Je vous souhaite tous une bonne année avec vos proches… et avec votre projet à long terme!

A la semaine prochaine,

Allocation des fonds

La discipline dans nos plans d’épargne vient au jeu lorsqu’il est temps de maintenir l’allocation des fonds parmi les trois classes d’instruments d’épargne:

  • Liquidité (dépôt dans un compte de banque facilement accessible)
  • Revenus fixes (CPG, dépôt à terme, obligation et action privilégiées)
  • Actions ordinaires (participation dans la propriété de société inscrites à la bourse)

Une fois que vous déterminez l’allocation idéale pour vous, la discipline de maintenir cette allocation devient primordiale d’année en année.

Dans mon cas je garde un petit montant en liquidité.  Mes chiffres magiques sont 35% revenus fixes et 65% actions ordinaires (35% Canada et 65% US et international).  Beaucoup de conseiller suggères toutes sortes de ratios d’allocations.  Le choix le plus important est l’allocation que vous décidez.

Avec la chute constante du dollar canadien en 2015, J’ai régulièrement vendu des actions américaines pour les remplacer par des actions canadiennes.  Lorsque que le dollar canadien prendra de la force, je renverserai mes transactions.  Avec la hausse récente du taux d’intérêts au États-Unis, je continue à ajuster mon allocation de fonds.

Je suis en vacance la semaine prochaine.  Ensuite, je sors la référence d’allocation des stocks que j’utiliserai  en 2016 pour guider mes décisions.

À l’année prochaine,

Le dollar canadien en baisse!

Wow, le dollar canadien a chuté brusquement cette semaine… encore.  Selon mon allocation d’actif, mes placements en dollars américains sont rendus à 38.5% de mon portefeuille (ma cible est 35%).  Alors, selon mon allocation d’actif, je dois liquider des actions américaines pour acheter des actions canadiennes.  Disons que c’est une manière déguisée de dire que je dois acheter des actions dans le secteur de l’énergie, encore!
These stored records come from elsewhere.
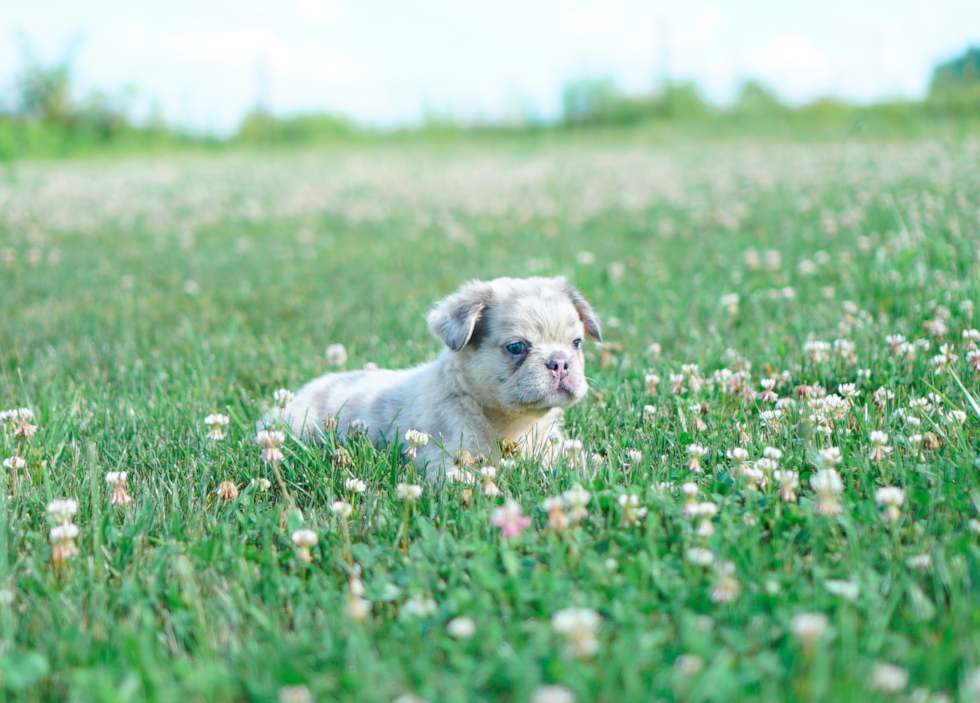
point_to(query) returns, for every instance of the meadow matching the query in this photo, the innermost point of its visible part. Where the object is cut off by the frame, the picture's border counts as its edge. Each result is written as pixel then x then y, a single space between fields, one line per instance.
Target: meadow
pixel 772 493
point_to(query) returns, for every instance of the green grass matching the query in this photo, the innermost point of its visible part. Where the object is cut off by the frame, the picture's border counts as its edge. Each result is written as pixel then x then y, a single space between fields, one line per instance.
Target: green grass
pixel 181 595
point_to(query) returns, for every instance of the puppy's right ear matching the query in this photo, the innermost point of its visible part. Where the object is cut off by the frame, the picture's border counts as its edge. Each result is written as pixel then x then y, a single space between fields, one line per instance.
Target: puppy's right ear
pixel 453 318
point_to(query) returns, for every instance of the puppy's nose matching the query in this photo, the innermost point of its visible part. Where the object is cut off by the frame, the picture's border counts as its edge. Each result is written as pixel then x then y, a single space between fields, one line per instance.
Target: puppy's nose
pixel 559 367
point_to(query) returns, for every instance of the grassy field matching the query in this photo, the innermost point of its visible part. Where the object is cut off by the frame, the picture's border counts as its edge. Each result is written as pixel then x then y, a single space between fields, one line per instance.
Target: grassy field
pixel 140 296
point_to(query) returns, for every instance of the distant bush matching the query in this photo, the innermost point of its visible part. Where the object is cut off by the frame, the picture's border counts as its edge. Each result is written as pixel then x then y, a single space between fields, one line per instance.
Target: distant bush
pixel 44 118
pixel 600 102
pixel 261 127
pixel 955 87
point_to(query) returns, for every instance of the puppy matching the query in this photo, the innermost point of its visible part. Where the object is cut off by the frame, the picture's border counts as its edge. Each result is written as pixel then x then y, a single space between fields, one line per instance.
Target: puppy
pixel 513 362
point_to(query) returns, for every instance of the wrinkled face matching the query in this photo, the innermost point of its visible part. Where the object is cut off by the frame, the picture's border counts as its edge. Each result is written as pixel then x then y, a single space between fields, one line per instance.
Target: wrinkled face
pixel 524 354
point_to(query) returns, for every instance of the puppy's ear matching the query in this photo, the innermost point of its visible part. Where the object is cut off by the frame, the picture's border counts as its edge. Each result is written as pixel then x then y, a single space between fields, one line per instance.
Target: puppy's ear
pixel 453 318
pixel 585 312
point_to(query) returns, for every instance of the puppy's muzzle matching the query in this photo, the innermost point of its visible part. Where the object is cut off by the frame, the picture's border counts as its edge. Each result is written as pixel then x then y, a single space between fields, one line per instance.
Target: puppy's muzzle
pixel 558 368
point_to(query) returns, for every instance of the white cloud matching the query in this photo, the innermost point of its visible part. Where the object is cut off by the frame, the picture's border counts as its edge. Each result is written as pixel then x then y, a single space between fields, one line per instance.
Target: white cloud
pixel 329 63
pixel 793 66
pixel 318 11
pixel 238 47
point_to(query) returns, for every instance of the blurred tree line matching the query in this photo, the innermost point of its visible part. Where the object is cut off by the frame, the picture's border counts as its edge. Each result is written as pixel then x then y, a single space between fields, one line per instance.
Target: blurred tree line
pixel 954 93
pixel 43 116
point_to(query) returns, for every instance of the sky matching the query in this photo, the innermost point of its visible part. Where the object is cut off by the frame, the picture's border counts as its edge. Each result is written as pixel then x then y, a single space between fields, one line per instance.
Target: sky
pixel 205 63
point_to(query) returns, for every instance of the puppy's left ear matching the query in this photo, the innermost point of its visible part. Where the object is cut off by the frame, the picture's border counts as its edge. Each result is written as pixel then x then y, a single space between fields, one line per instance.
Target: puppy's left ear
pixel 454 317
pixel 585 312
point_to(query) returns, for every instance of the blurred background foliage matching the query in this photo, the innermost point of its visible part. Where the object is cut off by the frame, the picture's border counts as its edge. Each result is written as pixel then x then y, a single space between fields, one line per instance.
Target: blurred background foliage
pixel 44 116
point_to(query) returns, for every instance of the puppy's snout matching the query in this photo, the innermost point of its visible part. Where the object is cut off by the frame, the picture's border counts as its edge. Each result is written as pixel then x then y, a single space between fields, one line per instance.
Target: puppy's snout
pixel 559 367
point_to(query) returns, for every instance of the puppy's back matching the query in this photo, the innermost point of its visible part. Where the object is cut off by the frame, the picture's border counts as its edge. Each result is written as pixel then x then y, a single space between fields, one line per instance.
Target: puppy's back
pixel 349 396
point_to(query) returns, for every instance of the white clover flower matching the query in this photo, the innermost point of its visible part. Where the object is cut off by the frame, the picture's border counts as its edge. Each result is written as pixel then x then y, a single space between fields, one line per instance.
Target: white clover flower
pixel 355 485
pixel 956 417
pixel 295 694
pixel 694 454
pixel 754 478
pixel 336 355
pixel 730 302
pixel 973 358
pixel 651 381
pixel 282 397
pixel 227 490
pixel 772 453
pixel 415 439
pixel 726 587
pixel 342 509
pixel 462 628
pixel 216 423
pixel 19 422
pixel 357 608
pixel 891 498
pixel 409 492
pixel 304 540
pixel 768 395
pixel 828 486
pixel 117 479
pixel 64 532
pixel 830 457
pixel 14 463
pixel 889 678
pixel 809 628
pixel 358 426
pixel 634 456
pixel 700 556
pixel 922 562
pixel 895 342
pixel 62 511
pixel 579 627
pixel 632 511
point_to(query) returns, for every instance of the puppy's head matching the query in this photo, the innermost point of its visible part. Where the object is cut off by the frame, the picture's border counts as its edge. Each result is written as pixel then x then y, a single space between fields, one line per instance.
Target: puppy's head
pixel 519 341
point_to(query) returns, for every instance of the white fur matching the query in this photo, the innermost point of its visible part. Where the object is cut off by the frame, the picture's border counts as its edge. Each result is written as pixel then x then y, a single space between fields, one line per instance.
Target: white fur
pixel 476 392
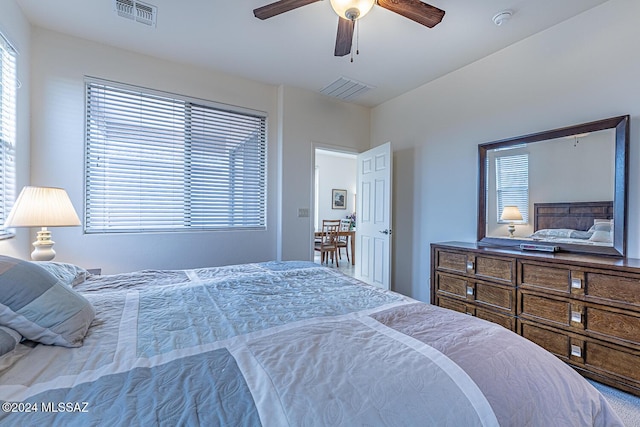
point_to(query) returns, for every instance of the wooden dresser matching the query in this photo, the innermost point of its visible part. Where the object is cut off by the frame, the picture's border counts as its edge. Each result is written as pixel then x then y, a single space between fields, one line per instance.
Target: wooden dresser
pixel 584 309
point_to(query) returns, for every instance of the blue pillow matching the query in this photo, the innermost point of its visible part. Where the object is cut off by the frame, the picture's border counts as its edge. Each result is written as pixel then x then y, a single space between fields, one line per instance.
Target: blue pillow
pixel 9 339
pixel 40 307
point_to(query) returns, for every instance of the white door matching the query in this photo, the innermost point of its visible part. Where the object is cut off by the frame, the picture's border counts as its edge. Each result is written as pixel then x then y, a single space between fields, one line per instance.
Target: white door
pixel 373 235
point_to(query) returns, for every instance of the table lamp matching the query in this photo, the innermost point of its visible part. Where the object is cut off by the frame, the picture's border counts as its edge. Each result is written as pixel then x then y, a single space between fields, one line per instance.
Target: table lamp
pixel 42 207
pixel 511 213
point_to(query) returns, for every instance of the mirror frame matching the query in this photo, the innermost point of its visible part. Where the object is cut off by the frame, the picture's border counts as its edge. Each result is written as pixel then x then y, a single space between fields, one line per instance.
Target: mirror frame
pixel 620 196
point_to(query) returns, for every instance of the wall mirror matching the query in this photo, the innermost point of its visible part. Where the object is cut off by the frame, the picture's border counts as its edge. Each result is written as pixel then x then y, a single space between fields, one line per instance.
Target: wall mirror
pixel 565 188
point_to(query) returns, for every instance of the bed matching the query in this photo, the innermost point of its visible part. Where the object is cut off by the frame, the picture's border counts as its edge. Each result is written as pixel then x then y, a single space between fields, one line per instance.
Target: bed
pixel 584 223
pixel 273 344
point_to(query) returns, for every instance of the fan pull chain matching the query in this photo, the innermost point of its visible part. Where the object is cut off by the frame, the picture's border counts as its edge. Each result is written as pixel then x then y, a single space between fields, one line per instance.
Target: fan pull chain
pixel 357 28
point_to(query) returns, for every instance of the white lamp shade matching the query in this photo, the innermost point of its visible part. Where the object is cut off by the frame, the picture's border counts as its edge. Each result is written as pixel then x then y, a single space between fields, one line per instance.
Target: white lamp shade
pixel 342 6
pixel 511 213
pixel 42 207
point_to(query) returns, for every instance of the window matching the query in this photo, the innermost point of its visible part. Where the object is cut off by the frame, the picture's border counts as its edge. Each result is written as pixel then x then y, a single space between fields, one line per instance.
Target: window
pixel 162 162
pixel 512 184
pixel 8 88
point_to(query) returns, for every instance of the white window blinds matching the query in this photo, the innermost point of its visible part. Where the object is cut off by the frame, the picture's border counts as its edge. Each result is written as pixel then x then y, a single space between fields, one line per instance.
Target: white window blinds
pixel 160 162
pixel 512 184
pixel 8 88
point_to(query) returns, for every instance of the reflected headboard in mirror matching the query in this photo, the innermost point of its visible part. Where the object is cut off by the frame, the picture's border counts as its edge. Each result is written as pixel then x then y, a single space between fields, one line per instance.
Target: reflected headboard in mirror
pixel 581 168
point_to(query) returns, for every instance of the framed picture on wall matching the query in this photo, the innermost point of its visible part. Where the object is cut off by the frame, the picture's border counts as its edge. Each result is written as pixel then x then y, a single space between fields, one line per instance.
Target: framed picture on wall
pixel 338 199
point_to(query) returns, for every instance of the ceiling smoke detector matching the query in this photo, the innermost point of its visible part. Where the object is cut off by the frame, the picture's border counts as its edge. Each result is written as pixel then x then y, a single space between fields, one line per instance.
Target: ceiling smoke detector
pixel 137 11
pixel 502 17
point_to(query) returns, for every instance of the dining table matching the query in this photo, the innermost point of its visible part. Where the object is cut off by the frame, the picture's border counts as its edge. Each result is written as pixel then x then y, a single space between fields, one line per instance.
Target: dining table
pixel 351 237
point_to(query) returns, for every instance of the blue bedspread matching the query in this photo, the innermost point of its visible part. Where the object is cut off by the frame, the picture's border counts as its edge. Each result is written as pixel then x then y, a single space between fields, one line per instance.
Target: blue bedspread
pixel 273 344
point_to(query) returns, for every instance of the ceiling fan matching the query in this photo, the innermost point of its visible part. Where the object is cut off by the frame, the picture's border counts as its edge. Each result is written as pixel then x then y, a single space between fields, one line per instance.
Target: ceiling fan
pixel 351 10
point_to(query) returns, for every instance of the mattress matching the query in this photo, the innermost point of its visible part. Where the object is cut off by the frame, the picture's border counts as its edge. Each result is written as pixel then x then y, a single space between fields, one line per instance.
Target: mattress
pixel 286 344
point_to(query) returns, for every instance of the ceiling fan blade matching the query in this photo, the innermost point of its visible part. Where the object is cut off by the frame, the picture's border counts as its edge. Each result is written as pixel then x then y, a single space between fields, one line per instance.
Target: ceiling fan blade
pixel 415 10
pixel 344 37
pixel 279 7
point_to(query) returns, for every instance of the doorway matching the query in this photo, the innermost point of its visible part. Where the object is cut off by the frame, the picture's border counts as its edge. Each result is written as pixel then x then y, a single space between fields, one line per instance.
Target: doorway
pixel 335 174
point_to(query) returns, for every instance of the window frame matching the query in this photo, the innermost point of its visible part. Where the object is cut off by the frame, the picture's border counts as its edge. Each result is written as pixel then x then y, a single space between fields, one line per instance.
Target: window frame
pixel 520 200
pixel 8 130
pixel 205 113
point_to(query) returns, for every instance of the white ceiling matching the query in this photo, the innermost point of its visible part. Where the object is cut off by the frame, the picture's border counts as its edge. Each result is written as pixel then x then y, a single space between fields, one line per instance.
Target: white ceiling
pixel 296 48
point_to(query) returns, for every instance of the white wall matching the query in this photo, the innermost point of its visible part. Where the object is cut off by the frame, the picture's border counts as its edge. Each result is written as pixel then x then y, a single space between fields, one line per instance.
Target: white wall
pixel 312 121
pixel 581 70
pixel 334 172
pixel 15 27
pixel 298 120
pixel 59 64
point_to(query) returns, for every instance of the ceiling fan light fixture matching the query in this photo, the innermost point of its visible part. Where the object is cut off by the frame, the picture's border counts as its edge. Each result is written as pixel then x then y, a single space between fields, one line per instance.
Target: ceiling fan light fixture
pixel 352 9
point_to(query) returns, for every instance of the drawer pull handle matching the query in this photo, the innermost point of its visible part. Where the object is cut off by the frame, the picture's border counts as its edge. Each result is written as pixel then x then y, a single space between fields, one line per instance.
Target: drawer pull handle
pixel 576 316
pixel 576 283
pixel 576 351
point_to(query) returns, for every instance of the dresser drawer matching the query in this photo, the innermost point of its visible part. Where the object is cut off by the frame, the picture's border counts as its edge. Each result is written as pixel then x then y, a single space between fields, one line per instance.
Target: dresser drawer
pixel 455 305
pixel 447 284
pixel 483 293
pixel 503 320
pixel 461 306
pixel 608 324
pixel 552 278
pixel 624 291
pixel 602 322
pixel 479 266
pixel 451 261
pixel 556 312
pixel 498 269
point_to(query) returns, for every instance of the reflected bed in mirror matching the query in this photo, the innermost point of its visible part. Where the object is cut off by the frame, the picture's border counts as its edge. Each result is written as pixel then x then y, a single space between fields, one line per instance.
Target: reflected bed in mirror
pixel 569 186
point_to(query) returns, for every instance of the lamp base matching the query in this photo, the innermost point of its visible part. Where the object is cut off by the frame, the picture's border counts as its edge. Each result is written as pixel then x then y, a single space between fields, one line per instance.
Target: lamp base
pixel 43 246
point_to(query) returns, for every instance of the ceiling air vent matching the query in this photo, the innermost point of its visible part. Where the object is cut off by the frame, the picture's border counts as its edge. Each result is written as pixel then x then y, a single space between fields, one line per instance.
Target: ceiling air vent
pixel 136 10
pixel 345 89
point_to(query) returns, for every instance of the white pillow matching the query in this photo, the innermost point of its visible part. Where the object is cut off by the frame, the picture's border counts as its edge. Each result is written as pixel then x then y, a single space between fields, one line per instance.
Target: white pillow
pixel 69 274
pixel 40 307
pixel 601 236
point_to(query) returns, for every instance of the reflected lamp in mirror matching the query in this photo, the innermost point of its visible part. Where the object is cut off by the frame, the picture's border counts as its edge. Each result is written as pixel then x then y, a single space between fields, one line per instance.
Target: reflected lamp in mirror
pixel 511 213
pixel 42 207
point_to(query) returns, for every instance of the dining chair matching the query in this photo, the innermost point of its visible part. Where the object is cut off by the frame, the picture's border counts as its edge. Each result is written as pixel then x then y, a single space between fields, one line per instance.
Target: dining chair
pixel 343 241
pixel 328 242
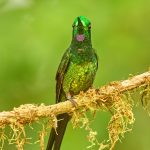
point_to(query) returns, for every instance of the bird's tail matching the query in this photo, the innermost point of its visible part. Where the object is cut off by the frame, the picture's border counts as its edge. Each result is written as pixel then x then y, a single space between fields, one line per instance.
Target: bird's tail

C’est automatique, le prix du pétrole baisse et le dollar canadien baisse aussi.  Avec l’annonce de OPEP la semaine passée, que les niveaux de production vont rester semblables, il me semble qu’il reste très peu de discipline parmi ses pays membres.  Alors, tout le monde pompe du pétrole au maximum, tant que les marges de production sont positives.

Alors, après avoir récolté mes dividendes du mois de décembre, je vais rééquilibrer mon portefeuille en en janvier en utilisant ma nouvelle allocation des stocks (2016).

À la semaine prochaine,

CÉLI 2016!

Le gouvernement Trudeau a tenu sa promesse de réduire la limite de contribution au CÉLI en 2016.  Ainsi, la limite annuelle passe de $10,000 en 2015 à $5,500 en 2016.  Cliquez ici pour lire l’annonce.

Alors, le 4 janvier, je vais transférer $5,500 d’actions de mon compte « cash » à mon compte CÉLI.  Je ne suis pas certain encore de la sélection.  Par contre, je privilégie le stock avec le plus gros gain en capital.